How to spot fake honey

Detecting fake honey can be challenging because some counterfeit products are skillfully made to resemble real honey.

46% of the honey samples analyzed are fraudulent

With 46% of the samples analyzed being fraudulent, it is safe to say that a significant proportion of the honey consumed in Europe is fake. “With 175,000 tons of honey imported per year, the Old Continent is the world’s second-largest importer of honey after the United States,” source Forbes.

However, there are several methods you can use to help identify fake honey:

Check the Label

Start by examining the product label. Real honey should have a minimal ingredient list, typically just “honey.” If you see added sugars, corn syrup, or other ingredients, it’s likely not pure honey.

Look for Certifications

Check for quality certifications like the USDA Organic label, which ensures the product meets certain standards. Additionally, some honey products may have certifications from local or international honey organizations.

Read the Source

If possible, determine the source of the honey. Locally sourced honey is more likely to be genuine. Be cautious of honey that claims to be from a specific floral source but doesn’t have a traceable origin. I recommend you to buy from a local source like I do.

Color and Consistency

Real honey varies in color depending on its source, but it should be clear or slightly cloudy. It shouldn’t have any unusual colors. Fake honey may have an unnaturally uniform appearance and consistency.

Taste and Smell

Real honey has a distinct aroma and flavor that reflects its source. If it tastes overly sweet, artificial, or has a chemical aftertaste, it may not be genuine. The smell should be floral or herbal, not pungent.
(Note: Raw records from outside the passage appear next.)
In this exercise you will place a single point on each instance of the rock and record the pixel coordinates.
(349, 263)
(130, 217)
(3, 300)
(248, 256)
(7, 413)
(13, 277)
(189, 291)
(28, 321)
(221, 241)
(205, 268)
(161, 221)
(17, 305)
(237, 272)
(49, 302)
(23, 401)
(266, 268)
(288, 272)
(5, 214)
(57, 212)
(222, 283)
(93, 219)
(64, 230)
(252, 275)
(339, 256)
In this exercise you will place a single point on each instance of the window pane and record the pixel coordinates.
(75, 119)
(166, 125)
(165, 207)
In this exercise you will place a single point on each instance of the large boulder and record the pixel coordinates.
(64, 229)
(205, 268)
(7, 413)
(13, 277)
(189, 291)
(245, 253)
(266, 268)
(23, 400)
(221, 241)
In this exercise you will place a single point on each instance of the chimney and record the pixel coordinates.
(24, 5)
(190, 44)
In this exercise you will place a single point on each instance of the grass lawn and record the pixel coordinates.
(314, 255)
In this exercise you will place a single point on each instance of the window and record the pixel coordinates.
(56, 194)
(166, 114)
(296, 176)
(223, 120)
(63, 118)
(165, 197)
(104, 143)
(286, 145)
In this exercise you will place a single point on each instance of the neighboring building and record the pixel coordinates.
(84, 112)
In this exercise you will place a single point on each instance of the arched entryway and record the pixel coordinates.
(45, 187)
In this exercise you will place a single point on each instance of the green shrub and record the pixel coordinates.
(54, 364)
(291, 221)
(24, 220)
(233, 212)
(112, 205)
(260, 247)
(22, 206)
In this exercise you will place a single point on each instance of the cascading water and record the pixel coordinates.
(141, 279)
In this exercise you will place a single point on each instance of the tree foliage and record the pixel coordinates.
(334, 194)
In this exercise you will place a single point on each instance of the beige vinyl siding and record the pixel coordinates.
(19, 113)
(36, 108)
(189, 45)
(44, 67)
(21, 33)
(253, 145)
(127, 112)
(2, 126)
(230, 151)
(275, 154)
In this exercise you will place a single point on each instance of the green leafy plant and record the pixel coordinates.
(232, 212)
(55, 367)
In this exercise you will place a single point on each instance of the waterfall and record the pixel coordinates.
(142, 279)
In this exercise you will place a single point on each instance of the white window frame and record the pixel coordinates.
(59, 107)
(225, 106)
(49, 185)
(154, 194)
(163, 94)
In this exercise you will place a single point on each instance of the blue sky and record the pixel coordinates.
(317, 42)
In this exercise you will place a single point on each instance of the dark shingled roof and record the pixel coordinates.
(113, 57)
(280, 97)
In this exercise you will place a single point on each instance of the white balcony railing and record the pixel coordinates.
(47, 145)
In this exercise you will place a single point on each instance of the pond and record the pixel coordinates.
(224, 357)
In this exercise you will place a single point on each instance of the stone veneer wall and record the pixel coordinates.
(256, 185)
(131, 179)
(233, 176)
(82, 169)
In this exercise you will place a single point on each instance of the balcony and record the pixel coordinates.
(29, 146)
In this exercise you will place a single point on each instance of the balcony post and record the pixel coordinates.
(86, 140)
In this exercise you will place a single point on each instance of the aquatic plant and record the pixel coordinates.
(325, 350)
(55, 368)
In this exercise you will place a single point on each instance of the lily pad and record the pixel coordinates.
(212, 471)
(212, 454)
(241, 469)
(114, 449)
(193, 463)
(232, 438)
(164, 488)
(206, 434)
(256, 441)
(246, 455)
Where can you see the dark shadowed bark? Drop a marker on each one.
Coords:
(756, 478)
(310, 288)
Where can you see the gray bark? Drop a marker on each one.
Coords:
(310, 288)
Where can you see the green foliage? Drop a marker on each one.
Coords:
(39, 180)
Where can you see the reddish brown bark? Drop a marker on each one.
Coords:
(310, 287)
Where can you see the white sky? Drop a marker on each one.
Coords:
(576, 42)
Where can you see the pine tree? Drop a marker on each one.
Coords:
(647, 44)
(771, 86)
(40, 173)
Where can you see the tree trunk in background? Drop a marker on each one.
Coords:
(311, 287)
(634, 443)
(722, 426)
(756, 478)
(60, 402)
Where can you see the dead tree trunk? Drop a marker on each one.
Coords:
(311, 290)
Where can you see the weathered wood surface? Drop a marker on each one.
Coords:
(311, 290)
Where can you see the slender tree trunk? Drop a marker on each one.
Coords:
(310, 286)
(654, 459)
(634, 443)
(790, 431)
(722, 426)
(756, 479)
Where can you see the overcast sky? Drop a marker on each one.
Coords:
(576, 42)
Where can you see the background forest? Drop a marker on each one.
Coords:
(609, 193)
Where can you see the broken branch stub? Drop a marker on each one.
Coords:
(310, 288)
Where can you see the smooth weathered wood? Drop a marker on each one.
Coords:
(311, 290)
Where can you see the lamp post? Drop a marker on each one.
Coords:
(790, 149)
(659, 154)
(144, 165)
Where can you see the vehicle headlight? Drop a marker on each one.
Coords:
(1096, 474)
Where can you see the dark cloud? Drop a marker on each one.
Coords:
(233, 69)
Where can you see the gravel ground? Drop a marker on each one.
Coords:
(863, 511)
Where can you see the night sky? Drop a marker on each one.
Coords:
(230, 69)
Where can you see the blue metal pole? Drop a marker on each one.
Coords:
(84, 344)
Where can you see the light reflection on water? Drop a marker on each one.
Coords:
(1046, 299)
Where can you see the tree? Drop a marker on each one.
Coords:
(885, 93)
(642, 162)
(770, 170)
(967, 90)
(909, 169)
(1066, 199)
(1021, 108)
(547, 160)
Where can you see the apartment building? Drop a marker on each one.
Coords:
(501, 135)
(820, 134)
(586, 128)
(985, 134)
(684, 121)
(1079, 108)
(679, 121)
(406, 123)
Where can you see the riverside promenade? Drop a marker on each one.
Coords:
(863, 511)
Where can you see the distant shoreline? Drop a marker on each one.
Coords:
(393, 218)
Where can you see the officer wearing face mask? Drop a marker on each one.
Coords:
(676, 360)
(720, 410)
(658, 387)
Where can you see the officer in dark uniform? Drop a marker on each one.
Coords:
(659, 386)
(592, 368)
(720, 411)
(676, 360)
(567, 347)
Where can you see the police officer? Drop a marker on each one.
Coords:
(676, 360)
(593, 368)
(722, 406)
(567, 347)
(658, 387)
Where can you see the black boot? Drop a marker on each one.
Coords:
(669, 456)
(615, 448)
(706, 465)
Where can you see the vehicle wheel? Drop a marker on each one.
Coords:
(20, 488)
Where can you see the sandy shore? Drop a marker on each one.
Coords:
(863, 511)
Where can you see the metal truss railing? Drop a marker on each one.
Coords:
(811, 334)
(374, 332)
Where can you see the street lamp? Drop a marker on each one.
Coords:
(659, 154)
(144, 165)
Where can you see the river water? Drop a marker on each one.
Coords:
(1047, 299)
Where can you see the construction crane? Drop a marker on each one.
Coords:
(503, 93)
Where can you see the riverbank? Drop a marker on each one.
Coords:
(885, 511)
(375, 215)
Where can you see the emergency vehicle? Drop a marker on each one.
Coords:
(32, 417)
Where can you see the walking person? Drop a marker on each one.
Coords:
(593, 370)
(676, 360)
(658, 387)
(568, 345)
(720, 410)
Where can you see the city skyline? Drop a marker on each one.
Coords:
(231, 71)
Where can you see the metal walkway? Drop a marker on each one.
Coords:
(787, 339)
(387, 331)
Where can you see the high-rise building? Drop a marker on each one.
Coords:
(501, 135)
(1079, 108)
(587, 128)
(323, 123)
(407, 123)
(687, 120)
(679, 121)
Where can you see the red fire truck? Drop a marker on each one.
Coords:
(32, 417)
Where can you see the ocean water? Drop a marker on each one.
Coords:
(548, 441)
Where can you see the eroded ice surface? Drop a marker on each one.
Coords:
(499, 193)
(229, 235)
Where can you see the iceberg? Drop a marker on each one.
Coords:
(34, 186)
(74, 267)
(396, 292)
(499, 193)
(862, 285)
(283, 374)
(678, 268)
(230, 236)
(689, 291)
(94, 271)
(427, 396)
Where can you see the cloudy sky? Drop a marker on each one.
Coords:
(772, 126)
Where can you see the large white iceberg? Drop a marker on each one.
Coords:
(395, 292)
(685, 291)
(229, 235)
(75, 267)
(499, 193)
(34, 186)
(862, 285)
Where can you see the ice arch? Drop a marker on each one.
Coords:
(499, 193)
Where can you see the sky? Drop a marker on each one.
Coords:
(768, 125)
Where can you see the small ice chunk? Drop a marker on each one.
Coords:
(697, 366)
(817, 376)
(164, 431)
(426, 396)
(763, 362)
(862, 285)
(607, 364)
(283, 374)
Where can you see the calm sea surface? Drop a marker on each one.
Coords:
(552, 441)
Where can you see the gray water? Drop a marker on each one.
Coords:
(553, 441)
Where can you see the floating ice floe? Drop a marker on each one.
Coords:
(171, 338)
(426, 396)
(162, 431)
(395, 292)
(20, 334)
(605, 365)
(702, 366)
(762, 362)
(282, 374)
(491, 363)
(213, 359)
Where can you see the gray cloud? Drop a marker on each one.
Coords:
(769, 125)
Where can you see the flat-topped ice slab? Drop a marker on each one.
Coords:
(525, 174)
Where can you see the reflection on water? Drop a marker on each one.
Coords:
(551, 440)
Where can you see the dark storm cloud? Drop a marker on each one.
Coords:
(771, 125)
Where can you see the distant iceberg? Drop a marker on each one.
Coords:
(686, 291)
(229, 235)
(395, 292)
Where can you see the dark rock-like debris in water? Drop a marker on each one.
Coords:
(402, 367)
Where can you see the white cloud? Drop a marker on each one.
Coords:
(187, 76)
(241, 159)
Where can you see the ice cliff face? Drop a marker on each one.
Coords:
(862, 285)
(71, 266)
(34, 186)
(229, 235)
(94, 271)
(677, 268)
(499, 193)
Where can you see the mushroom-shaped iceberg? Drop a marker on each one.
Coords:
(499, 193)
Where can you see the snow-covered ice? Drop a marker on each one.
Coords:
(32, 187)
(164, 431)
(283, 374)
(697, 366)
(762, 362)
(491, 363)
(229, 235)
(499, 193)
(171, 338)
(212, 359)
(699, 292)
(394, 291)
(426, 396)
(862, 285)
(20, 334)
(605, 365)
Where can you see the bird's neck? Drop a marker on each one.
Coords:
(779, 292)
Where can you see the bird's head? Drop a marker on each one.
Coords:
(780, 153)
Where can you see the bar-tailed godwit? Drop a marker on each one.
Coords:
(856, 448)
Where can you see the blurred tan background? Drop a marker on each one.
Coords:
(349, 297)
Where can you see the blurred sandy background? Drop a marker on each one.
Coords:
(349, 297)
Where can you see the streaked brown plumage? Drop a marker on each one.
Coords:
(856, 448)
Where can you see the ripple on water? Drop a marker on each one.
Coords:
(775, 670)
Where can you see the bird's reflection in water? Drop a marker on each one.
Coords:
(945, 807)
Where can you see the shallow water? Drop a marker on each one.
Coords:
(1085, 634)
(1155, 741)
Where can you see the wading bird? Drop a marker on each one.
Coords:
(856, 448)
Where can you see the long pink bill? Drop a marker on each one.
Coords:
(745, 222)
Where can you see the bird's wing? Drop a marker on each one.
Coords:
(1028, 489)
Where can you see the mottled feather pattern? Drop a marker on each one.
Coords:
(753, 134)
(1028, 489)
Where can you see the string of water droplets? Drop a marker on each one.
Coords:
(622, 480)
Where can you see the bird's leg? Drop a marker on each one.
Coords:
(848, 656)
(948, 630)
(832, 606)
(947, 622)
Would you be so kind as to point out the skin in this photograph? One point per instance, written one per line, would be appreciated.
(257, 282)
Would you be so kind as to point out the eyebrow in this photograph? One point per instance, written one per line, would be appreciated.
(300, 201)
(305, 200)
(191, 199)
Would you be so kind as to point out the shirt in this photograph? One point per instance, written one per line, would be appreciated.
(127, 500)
Honey naturally crystallizes over time, forming small sugar crystals. If your honey has been sitting for a while, this is a good sign of its authenticity. Fake honey may not crystallize or take a significantly longer time to do so.

Water Test

Place a drop of honey on a paper towel. If it gets absorbed or leaves a wet mark, it might be diluted with water. Real honey should remain intact.

Thumb Test

Dip your thumb in the honey and then try to rub it between your thumb and forefinger. If it feels sticky and doesn’t easily wash off, it’s likely real honey. Fake honey may feel more watery.

Density Test

Real honey is denser than water. You can try adding a few drops to a glass of water. If it sinks to the bottom and remains intact, it’s likely genuine. Fake honey may dissolve or mix readily.

Heating Test

Place a small amount of honey on a heat source. Real honey should caramelize or bubble and give off a pleasant, sweet aroma. Fake honey may burn, produce an acrid smell, or not react at all.

Packaging and Brand Reputation

Be wary of suspicious-looking packaging and brands you’ve never heard of. Trustworthy brands are more likely to sell authentic honey.


High-quality, pure honey is typically more expensive than counterfeit or adulterated versions. If the price seems too good to be true, it might not be genuine honey.

Final notes

It’s worth noting that some sophisticated fake honey products are difficult to detect using these methods. If you want to ensure the authenticity of the honey you’re buying, consider purchasing from reputable sources, such as local beekeepers or well-known brands with a history of selling pure honey.